Right here in Atlanta, a dozen Pacific nations along with the United States have finalized a massive trade agreement called the Trans Pacific Partnership. But is the TPP literally the worst trade deal in the world?
This is a Reality Check you won’t see anywhere else.
Atlanta Mayor Kasim Reed, like President Barack Obama, is a big supporter of the TPP. The mayor told Sharon Reed that what is really important about the TPP is beating China to other Asian-Pacific countries.
“It really is essential that we beat China into a relationship with these Asian-Pacific countries and that the United States the rules of the road and the terms of the engagement and we have an important ally in Japan and that we send a message about who they want to place their global future,” Reed said.
Is that the case?
The truth is that defining what the TPP actually is, is very, very difficult. Why? Because the text of the agreement is super secret.
Seriously—it is so secret that not even all members of Congress have been allowed to read it. Even weirder, those who have been allowed to read it must do so in a secret room in the basement of the Capitol building. Seriously.
That doesn’t mean, however, that we don’t know anything about the TPP. And the bits that we do know about it reveal that this really isn’t a trade deal.

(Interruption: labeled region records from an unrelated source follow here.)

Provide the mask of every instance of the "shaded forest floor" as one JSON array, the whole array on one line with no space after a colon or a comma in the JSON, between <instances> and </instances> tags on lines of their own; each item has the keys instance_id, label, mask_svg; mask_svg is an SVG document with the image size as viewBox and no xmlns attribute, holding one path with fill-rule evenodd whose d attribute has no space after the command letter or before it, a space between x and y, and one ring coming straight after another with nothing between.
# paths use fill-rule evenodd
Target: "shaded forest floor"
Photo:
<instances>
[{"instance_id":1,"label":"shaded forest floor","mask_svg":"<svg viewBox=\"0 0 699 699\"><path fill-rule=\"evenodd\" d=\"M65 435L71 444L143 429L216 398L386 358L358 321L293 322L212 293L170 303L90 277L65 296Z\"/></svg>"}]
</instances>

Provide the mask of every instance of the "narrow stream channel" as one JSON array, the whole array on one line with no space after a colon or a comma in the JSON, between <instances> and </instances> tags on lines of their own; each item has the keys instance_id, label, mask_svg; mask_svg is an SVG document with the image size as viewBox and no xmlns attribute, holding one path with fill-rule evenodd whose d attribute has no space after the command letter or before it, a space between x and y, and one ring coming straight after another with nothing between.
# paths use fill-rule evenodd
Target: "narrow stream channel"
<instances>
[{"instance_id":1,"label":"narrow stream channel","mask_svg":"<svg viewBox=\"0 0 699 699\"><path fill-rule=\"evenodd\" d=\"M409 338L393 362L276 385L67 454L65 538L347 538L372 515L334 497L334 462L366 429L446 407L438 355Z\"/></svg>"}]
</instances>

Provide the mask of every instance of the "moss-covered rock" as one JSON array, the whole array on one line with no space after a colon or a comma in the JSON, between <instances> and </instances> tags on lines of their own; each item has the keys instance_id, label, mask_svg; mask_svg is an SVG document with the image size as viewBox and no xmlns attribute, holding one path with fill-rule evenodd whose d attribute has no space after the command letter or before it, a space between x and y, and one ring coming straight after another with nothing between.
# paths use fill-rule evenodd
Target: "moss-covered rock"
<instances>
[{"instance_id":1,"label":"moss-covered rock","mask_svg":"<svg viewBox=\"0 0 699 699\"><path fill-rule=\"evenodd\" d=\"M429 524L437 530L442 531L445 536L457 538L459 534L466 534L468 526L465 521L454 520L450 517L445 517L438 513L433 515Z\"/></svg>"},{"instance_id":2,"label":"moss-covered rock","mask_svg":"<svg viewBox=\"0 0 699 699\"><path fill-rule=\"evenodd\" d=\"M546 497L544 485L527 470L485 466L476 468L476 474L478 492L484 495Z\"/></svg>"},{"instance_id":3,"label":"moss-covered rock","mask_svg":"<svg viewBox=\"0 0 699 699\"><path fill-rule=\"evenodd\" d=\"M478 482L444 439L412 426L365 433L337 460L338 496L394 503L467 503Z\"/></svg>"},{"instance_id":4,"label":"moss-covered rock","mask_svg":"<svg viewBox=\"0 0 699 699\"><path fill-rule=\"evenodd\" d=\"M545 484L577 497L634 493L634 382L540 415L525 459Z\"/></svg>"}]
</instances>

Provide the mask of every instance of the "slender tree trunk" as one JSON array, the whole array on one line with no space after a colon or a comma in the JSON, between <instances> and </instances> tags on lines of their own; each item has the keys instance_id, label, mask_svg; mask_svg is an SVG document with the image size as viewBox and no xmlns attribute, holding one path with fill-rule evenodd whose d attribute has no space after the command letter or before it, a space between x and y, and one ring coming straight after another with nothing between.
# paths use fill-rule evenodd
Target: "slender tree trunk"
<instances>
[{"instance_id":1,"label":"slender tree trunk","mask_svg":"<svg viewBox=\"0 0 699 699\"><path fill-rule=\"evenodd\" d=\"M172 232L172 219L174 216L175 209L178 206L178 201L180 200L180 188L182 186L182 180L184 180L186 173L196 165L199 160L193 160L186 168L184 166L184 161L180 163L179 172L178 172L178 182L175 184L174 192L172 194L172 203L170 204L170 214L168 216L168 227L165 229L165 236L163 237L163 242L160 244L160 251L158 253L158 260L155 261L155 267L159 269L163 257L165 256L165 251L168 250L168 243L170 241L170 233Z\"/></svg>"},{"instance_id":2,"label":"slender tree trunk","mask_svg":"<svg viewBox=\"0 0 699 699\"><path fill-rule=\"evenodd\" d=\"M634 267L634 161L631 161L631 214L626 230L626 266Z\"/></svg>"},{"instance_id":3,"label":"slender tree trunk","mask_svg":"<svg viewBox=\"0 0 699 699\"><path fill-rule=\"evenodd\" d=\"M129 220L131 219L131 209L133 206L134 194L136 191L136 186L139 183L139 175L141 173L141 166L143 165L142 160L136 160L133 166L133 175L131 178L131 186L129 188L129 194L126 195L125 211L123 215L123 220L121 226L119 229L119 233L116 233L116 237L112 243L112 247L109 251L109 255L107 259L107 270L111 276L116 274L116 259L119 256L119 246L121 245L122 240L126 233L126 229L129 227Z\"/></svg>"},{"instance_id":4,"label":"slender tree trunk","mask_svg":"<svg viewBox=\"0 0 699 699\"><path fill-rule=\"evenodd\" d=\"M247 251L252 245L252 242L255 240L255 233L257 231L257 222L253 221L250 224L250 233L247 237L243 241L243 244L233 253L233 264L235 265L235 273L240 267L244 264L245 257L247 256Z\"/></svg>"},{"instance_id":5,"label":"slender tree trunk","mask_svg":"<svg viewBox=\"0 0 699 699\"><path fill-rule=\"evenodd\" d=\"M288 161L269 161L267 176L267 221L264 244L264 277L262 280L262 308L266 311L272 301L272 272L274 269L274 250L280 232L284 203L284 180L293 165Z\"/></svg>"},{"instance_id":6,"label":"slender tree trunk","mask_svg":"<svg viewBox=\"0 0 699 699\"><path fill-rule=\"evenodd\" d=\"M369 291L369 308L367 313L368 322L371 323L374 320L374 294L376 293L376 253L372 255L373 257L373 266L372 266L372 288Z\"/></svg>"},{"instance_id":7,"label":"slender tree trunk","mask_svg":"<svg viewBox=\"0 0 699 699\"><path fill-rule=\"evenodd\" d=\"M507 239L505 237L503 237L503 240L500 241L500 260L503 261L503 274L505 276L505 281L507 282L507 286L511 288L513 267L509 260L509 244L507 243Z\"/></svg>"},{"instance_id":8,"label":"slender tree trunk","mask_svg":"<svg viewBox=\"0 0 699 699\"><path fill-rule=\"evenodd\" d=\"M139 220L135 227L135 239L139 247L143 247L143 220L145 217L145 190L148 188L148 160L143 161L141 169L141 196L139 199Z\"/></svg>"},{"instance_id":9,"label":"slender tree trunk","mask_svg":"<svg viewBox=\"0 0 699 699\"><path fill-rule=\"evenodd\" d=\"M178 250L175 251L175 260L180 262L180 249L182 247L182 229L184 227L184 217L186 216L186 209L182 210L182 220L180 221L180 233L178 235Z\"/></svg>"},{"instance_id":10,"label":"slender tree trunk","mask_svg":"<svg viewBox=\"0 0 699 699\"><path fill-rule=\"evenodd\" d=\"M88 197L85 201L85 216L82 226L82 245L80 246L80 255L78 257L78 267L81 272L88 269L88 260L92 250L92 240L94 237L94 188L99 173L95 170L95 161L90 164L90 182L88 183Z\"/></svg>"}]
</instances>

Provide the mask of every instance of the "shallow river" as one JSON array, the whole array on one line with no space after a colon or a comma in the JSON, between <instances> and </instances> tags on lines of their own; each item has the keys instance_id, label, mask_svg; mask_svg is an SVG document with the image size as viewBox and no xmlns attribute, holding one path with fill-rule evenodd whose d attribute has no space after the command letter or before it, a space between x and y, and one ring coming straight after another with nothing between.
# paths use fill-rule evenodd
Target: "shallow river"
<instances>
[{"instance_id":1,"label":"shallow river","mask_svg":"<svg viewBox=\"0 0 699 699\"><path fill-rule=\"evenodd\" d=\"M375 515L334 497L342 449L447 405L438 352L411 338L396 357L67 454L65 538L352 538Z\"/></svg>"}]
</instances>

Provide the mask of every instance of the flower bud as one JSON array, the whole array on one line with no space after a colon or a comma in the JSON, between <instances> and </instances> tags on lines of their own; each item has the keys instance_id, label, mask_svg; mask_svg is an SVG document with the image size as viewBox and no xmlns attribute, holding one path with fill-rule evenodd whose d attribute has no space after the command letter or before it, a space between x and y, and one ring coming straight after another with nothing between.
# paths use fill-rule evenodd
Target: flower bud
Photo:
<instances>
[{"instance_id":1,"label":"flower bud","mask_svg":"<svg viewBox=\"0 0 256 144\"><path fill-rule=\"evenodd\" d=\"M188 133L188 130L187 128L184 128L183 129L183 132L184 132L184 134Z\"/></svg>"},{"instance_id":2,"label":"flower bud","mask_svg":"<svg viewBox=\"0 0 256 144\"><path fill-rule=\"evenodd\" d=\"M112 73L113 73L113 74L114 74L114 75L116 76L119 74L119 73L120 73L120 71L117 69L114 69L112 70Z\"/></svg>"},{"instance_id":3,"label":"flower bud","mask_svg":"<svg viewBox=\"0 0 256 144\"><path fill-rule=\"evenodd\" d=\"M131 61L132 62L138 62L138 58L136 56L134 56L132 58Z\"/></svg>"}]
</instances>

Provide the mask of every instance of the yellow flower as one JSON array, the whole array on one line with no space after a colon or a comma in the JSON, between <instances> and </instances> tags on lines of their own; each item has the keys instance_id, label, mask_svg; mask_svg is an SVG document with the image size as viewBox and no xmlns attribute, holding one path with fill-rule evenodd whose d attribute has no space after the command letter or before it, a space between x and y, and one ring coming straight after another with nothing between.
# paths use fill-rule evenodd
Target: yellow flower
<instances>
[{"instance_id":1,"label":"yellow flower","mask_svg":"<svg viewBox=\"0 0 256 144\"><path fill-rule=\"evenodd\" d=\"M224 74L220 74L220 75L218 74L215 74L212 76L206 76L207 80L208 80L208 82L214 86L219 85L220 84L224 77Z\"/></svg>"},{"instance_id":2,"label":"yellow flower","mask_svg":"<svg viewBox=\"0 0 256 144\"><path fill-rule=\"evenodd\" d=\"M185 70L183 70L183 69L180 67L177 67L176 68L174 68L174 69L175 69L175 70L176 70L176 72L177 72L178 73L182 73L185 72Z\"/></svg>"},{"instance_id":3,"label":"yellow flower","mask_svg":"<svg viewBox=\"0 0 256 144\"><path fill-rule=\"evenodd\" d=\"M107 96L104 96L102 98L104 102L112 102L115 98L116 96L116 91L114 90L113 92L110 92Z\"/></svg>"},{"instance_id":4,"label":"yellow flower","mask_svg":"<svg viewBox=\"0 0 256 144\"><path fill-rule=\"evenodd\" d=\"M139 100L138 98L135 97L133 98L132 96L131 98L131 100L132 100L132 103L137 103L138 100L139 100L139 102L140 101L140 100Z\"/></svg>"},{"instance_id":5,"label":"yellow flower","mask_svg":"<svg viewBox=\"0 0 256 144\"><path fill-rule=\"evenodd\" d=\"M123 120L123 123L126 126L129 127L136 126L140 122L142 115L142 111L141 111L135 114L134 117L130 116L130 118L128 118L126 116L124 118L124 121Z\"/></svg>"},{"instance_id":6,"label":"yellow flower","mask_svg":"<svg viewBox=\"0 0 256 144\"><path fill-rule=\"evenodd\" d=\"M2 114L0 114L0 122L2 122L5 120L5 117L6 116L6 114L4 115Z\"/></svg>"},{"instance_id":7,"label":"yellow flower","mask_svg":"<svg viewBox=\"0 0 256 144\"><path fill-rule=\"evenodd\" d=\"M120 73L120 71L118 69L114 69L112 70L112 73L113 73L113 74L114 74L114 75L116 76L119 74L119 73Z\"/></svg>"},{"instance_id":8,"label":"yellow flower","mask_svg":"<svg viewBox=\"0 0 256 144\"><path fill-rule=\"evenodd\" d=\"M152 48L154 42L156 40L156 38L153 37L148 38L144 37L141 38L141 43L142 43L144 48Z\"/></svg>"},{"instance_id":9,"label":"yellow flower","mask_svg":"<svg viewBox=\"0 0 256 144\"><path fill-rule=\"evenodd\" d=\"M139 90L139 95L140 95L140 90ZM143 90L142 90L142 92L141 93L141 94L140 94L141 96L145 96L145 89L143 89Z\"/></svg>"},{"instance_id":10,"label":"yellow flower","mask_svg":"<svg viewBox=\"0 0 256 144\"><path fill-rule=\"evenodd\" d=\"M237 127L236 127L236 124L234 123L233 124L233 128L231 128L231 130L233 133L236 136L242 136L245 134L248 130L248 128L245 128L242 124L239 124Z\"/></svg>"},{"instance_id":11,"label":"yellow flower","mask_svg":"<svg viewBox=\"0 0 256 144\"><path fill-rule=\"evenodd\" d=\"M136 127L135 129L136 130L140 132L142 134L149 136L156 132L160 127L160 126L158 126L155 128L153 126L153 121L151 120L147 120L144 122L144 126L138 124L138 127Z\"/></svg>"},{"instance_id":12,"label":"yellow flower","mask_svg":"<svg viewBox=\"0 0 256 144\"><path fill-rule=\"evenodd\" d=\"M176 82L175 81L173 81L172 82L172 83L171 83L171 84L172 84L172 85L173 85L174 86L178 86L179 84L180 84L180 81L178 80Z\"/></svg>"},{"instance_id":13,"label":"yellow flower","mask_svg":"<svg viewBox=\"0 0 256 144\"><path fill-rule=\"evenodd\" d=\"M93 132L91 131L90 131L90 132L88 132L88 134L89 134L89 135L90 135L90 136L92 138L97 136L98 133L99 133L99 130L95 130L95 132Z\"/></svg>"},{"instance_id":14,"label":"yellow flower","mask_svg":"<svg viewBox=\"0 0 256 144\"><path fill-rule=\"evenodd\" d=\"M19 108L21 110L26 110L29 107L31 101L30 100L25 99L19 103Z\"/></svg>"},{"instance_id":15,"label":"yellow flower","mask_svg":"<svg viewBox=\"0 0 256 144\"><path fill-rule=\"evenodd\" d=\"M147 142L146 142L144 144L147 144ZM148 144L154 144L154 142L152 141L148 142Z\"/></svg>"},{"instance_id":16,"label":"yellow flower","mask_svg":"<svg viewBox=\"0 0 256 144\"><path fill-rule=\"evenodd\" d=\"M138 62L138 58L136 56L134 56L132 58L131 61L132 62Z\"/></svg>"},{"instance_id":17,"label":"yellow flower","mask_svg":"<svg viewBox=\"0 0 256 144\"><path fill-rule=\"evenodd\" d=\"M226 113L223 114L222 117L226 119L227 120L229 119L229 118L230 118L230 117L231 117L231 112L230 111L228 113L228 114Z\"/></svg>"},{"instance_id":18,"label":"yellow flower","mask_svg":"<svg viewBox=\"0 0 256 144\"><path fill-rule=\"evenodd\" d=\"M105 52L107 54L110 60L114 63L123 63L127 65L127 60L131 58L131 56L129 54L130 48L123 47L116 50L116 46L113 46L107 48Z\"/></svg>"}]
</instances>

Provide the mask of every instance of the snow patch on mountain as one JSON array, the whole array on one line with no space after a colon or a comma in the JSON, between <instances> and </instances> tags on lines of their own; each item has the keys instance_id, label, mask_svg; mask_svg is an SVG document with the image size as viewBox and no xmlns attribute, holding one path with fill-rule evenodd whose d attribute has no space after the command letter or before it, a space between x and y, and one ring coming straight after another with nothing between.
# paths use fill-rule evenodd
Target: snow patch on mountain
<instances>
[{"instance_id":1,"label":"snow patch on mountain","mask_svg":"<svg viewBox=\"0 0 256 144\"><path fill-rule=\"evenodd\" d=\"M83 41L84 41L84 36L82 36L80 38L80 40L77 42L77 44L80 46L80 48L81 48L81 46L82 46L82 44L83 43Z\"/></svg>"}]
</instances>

Take, for instance, the latest meeting over the TPP with world leaders who met here in Atlanta. What were they discussing?
The United States argued for longer protections for exclusivity for prescription drugs. The U.S. delegation was arguing that the trade agreement should expand globally at a 12-year exclusivity period for drugs that treat diseases like cancer.
Australia, which only allows five years of exclusivity, and five other delegations argued against it, saying that would keep life-saving medicines from patients who cannot afford them.
Doctors Without Borders came out against this stating:
“TPP countries have agreed to United States government and multinational drug company demands that will raise the price of medicines for millions. . . . The big losers in TPP are patients and treatment providers in developing countries. . . . The TPP will still go down in history as the worst trade agreement for access to medicines in developing countries.”
That’s not very encouraging. What else do we know about the TPP? Well, it is not just an agreement extending monopolies for drug companies. It is also an agreement that creates massive copyright protections.
The Electronic Freedom Foundation says that, “Despite its earlier promises that the TPP would bring ‘greater balance’ to copyright, more than any other recent trade agreement, the most recent leak of the intellectual property chapter belies their claims. The U.S. Trade Representative [Michael Froman] (USTR) has still failed to live up to its word that it would enshrine meaningful public rights to use copyrighted content in this agreement.”
U.S. Secretary of State John Kerry has said otherwise: “…It will create jobs. The net result for the United States is that it will grow our economy and strengthen America’s position in the world.”
But that’s not actually true, according to the Washington Post who gave Kerry four “Pinocchios” for that statement.
The claim that the TPP would create jobs does not take into account income gains and changing wages. According to the government’s own sources, imports and exports would increase by the same amount, resulting in a net number of zero new jobs.
A trade agreement that creates no jobs sounds like NAFTA (North Atlantic Free Trade Agreement). A trade agreement that creates greater global monopolies on medicine, and one that creates more enforcement of copyright and intellectual property, would make it much worse than NAFTA.
President Obama must wait at least 90 days after notifying congress of the deal before he can sign it and sent it to Capitol Hill, and the full text of the agreement must be made public for at least 60 of those days. We’ll learn more then.
But what you need to know is that the worst thing about the TPP is something called the ISDS—the Investor-State Dispute Settlement.
Under the ISDS, foreign corporations would be allowed to appeal legal decisions to international tribunals rather than face domestic courts.